LOS ANGELES – Game over, man. Game over.
Another edition of the annual Electronic Entertainment Expo wrapped up this week, with nearly 70,000 attendees jamming the cavernous halls of the Los Angeles Convention Center to check out hundreds of upcoming video games.
Normally an industry-only trade event, E3 was open to the general public for the first time this year, with 15,000 three-day passes sold at $ 249 US a pop. Popular games like Super Mario Odyssey and Call of Duty: World War II had massive lines, with some fans waiting more than four hours for a hands-on game demo lasting as little as five minutes. Such is the draw of these digital diversions.
Most years I compile a list of my top five or 10 games of the show, but this year’s E3 had too many worthy titles to whittle down to a mere handful. So, in no particular order, here are my top 17 games of E3 2017.
Super Mario Odyssey (Nintendo Switch; Oct. 27)
The plucky plumber’s first 3D adventure on the red-hot Nintendo Switch is exactly as great as you’d expect. Actually, no – it’s better.
Marvel’s Spider-Man (PlayStation 4; 2018)
Based on just a short snippet of gameplay, this action-packed, super-cinematic affair could be one of the best superhero video games ever.
Far Cry 5 (Xbox One, PS4, PC; Feb. 27, 2018)
Far Cry comes to America, and somehow rural Montana seems just as exotic – and dangerous – as the previous games’ locations.
Sea of Thieves (Xbox One, PC; early 2018)
Working with friends to sail your pirate ship and plunder far-flung islands is good, giddy fun. Especially after a cup or two of grog.
Middle-earth: Shadow of War (Xbox One, PS4, PC; Oct. 10)
This sequel to the excellent Middle-earth: Shadow of Mordor adds a ton of new gameplay goodies to the awesome orc-slaying mayhem.
Starlink: Battle for Atlas (Xbox One, PS4, Nintendo Switch; late 2018)
Build your own starship toy and fly it into battle on your TV screen? Swapping out weapons and wings in real time? Where was this when I was a kid?
Call of Duty: World War II (Xbox One, PS4, PC; Nov. 3)
A return to Call of Duty’s roots gives this franchise a much-needed jolt of creativity. I was getting really tired of exoskeletons and energy weapons.
Star Wars Battlefront II (Xbox One, PS4, PC; Nov. 17)
The only thing missing in 2015’s incredible Star Wars Battlefront was a single-player storyline of some sort. This one has it – and you play as a baddie.
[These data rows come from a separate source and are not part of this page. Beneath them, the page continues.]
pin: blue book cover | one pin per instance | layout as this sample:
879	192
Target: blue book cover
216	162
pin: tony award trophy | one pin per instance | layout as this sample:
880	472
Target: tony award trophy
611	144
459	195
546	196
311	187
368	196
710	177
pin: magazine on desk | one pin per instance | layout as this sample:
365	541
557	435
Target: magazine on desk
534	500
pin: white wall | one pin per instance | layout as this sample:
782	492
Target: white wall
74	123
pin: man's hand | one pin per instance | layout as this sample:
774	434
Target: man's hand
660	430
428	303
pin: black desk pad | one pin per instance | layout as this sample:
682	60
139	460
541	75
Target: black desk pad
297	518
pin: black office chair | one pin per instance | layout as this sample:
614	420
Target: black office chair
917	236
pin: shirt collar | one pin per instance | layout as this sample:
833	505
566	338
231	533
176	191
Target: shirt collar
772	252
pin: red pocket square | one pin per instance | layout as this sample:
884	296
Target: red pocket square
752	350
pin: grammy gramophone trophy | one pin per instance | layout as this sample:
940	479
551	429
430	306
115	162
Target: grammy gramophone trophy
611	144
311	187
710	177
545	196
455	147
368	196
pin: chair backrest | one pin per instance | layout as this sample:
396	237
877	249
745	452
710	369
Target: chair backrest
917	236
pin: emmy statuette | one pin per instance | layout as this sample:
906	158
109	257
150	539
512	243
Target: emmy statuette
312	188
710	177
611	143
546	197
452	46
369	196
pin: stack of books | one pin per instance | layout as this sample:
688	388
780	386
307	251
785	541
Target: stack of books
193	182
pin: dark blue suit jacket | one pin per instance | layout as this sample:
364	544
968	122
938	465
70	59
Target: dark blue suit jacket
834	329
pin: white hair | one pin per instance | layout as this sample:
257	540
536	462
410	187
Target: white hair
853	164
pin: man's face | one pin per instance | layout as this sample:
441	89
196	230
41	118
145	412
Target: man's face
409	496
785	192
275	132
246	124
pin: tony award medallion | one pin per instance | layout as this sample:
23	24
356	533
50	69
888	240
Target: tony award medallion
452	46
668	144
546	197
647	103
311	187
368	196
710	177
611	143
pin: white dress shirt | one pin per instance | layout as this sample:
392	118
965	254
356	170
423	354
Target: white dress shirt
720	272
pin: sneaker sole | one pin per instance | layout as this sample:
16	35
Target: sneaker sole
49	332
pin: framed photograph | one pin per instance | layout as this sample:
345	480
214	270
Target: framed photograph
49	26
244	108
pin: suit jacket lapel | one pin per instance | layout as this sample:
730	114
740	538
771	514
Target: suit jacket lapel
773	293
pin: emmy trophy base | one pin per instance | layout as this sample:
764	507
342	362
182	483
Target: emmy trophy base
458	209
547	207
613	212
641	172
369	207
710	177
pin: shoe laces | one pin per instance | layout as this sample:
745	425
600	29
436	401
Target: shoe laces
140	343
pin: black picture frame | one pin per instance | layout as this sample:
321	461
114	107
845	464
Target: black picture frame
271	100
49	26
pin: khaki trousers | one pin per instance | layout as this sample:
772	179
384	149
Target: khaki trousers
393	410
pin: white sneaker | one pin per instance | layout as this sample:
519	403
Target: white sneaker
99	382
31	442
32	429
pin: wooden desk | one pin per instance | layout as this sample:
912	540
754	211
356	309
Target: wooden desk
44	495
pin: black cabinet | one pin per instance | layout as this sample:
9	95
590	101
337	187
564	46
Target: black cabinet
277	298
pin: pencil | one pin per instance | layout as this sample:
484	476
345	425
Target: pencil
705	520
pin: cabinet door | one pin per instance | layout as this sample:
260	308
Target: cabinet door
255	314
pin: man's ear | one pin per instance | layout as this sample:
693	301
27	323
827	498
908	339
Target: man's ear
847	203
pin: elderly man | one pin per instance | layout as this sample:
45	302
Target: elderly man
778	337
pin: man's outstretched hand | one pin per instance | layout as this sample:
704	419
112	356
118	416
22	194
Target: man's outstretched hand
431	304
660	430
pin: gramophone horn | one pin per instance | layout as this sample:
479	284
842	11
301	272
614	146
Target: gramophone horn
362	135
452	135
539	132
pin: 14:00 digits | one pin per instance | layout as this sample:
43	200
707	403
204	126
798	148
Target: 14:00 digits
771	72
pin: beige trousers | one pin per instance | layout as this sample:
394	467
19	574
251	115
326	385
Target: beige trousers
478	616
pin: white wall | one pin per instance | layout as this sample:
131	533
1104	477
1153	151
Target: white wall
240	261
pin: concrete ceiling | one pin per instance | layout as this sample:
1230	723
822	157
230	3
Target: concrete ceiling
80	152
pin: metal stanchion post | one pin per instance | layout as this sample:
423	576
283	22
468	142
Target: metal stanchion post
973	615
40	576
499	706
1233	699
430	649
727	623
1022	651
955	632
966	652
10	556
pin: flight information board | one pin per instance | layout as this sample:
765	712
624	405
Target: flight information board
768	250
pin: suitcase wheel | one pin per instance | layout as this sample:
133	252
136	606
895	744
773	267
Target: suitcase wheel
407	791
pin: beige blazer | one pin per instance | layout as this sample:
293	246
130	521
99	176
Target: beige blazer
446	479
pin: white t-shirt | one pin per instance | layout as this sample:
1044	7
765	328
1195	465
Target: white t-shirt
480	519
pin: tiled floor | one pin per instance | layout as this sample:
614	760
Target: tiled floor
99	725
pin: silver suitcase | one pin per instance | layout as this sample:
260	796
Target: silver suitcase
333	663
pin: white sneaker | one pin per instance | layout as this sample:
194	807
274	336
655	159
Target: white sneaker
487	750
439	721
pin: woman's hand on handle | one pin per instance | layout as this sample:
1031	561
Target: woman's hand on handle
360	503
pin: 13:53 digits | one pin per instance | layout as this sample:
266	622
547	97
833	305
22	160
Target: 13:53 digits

Assassin’s Creed Origins (Xbox One, PS4, PC; Oct. 27)
After taking a year off, the assassins are back in an open-world game that revamps gameplay and takes us back to a sprawling, detailed ancient Egypt.
Mario + Rabbids: Kingdom Battle (Nintendo Switch; Aug. 29)
The only thing weirder than Nintendo’s most famous hero meeting Ubisoft’s raving Rabbids is the fact this is a turn-based tactics game. But it really works.
Anthem (Xbox One, PS4, PC; late 2018)
Not a lot of this online sci-fi action game was shown at E3, but the fact it’s being made by the wizards at BioWare in Edmonton earns it a spot on this list.
Uncharted: The Lost Legacy (PS4; Aug. 22)
Uncharted fan favourite Chloe Frazer teams up with Uncharted 4 villain Nadine Ross for a meaty spinoff/sequel that’s just as pretty as its predecessors.
Detroit: Become Human (PS4; TBA)
For the second E3 in a row, this blend of video game and cinematic storytelling was captivating as heck. Now we just need a release date.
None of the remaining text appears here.